I want to write. But . . .

Suddenly, I’m transported to the Père-Lachaise cemetery in Paris, twenty-five years in the past, and I’m standing by the grave of Jean-Dominique Bauby—paying my respects with a pot of chrysanthemums.

I open my journal and read some French words I’ve transcribed and translated into English, sourced from a book called Le Scaphandre et le Papillon. The English version is called The Diving Bell and the Butterfly.

Derrière le rideau de toile mitée une clarté laiteuse annonce l’approche du petit matin.

Behind the linen curtain a milky clarity announces the approach of dawn.

J’ai mal aux talons, la tête comme une enclume, et une sorte de scaphandre qui m’enserre tout le corps.

My heels hurt, my head is like an anvil, and a sort of spacesuit seems to surround my whole body.

Ma chambre sort doucement de la pénombre. 

My room slowly emerges from the shadows of twilight. 

These sentences were “written” by a writer unable to use his hands to type words, communicate through gestures, or to speak words to be transcribed by another writer. The following italicized words are from the English version of the book:

No need to wonder very long where I am, or to recall that the life I once knew was snuffed out Friday, the eighth of December, last year.

Up until then, I had never even heard of the brainstem. I’ve since learned that it is an essential component of our internal computer, the inseparable link between the brain and the spinal cord. I was brutally introduced to this vital piece of anatomy when a cerebrovascular accident took my brain stem out of action.

The accident that rendered Jean-Dominique Bauby mute and immobile?

In the past, it was known as a massive stroke, and you simply died. But improved resuscitation techniques have now prolonged and refined the agony. You survive, but you survive with what is so aptly known as “locked-in syndrome.” Paralyzed from head to toe, the patient, his mind intact, is imprisoned inside his own body, unable to speak or move.

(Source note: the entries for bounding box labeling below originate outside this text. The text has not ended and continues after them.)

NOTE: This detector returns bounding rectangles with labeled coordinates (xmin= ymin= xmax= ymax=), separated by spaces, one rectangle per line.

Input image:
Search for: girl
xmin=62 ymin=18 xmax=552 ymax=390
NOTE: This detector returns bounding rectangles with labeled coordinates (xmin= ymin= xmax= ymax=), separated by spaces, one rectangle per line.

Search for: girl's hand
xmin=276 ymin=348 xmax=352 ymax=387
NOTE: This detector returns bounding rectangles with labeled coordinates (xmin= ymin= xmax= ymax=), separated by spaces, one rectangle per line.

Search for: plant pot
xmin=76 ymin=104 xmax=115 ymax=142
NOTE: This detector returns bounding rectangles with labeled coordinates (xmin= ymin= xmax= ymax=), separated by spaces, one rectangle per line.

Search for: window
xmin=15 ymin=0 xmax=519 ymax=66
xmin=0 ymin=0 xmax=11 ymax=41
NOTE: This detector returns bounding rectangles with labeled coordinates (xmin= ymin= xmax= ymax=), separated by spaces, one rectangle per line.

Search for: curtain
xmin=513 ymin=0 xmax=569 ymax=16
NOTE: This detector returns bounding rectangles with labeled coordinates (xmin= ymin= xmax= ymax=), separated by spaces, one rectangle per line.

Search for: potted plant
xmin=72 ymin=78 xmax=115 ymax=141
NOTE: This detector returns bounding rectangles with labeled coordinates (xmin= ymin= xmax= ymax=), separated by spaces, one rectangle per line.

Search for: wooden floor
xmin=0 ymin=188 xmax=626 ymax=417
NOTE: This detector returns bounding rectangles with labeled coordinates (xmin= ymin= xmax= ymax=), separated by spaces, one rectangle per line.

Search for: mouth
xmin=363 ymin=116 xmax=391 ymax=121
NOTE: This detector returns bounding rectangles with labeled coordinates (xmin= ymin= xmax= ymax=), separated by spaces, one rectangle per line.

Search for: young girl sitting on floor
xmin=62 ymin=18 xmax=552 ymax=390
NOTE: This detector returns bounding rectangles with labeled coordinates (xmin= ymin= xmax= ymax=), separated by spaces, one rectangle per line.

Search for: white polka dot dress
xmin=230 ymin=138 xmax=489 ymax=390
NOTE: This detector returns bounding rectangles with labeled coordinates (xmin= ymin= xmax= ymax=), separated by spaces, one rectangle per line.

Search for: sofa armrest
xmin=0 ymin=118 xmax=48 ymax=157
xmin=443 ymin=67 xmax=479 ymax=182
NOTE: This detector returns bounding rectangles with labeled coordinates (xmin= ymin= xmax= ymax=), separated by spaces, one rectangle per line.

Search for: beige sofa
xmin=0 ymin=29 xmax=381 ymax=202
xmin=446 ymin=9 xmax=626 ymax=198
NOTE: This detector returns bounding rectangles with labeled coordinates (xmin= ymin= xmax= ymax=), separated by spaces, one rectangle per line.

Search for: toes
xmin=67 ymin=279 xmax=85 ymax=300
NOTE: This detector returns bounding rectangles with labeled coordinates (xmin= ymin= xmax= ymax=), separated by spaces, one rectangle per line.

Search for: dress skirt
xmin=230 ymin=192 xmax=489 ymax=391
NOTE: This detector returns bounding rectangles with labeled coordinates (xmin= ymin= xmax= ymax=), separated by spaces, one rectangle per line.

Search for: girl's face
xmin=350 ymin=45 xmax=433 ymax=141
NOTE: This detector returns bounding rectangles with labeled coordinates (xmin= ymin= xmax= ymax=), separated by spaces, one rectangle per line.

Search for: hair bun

But, how was Jean-Dominique able to communicate the words you’ve just read if he was unable to speak or move?

In my case, blinking my left eyelid is my only means of communication.

What?

Of course, the party chiefly concerned is the last to hear the good news. I myself had twenty days of deep coma and several weeks of grogginess and somnolence before I truly appreciated the extent of the damage. I did not fully awake until the end of January. When I finally surfaced I was in room 119 of the Naval Hospital at Berck-sur-Mer, on the French Channel coast–the same Room 119, infused now with the first light of day, from which I write.

Enough rambling. My main task now is to compose the first of these bedridden travel notes so that I shall be ready when my publisher’s emissary arrives to take my dictation, letter by letter.

He writes these words by dictating his memoir, one letter at a time, to his clever and efficient conversational co-conspirator, Claude Mendibil, who lists the letters in accordance with their frequency in the French language.

In my head I churn over every sentence ten times, delete a word, add an adjective, and learn my text by heart, paragraph by paragraph.

By a fortunate stroke of luck and intuition Jean-Do’s physical therapist noticed that he could blink his left eyelid—his paralyzed right eyelid had been sewed shut to prevent his eyeball from drying up—and she had devised a communication system called partner-assisted scanning, which utilized his singular muscular ability to dictate a beautiful memoir.

It is a simple enough system. You read off the alphabet (ESA version, not ABC) until, with a blink of my eye, I stop you at the letter to be noted. The maneuver is repeated for the letters that follow, so that fairly soon you have a whole word, and then fragments of more or less intelligible sentences. That, at least, is the theory. In reality, all does not go well for some visitors. Because of nervousness, impatience, or obtuseness, performances vary in the handling of the code (which is what we call this method of transcribing my thoughts). Crossword fans and Scrabble players have a head start. Girls manage better than boys. By dint of practice, some of them know the code by heart and no longer even turn to our special notebook—the one containing the order of the letters and in which all my words are set down like the Delphic oracle’s.

And what are those travel notes of which Bauby babbles about? They’re excursions of the imagination, of course—the only recourse for a traveler physically bound and rooted in place like an oak tree. His thoughts branch out, stretching beyond the boundaries of place, allowing his mind (which he likens to a diving bell) to take flight like a butterfly.

You can wander off in space and time, set out for Tierra del Fuego or for King Midas’s court. You can visit the woman you love, slide down beside her and stroke her still-sleeping face. You can build castles in Spain, steal the Golden Fleece, discover Atlantis, realize your childhood dreams and ambitions.

Ten months and two hundred thousand blinks later, Jean-Do completes his magnificient memoir and expires from pneumonia on March 9th, 1997, two days after his book is published.

***

Returning to the present and presented with my first thought—

I want to write . . .

The “but” is a needless word that must be omitted. I write without excuses.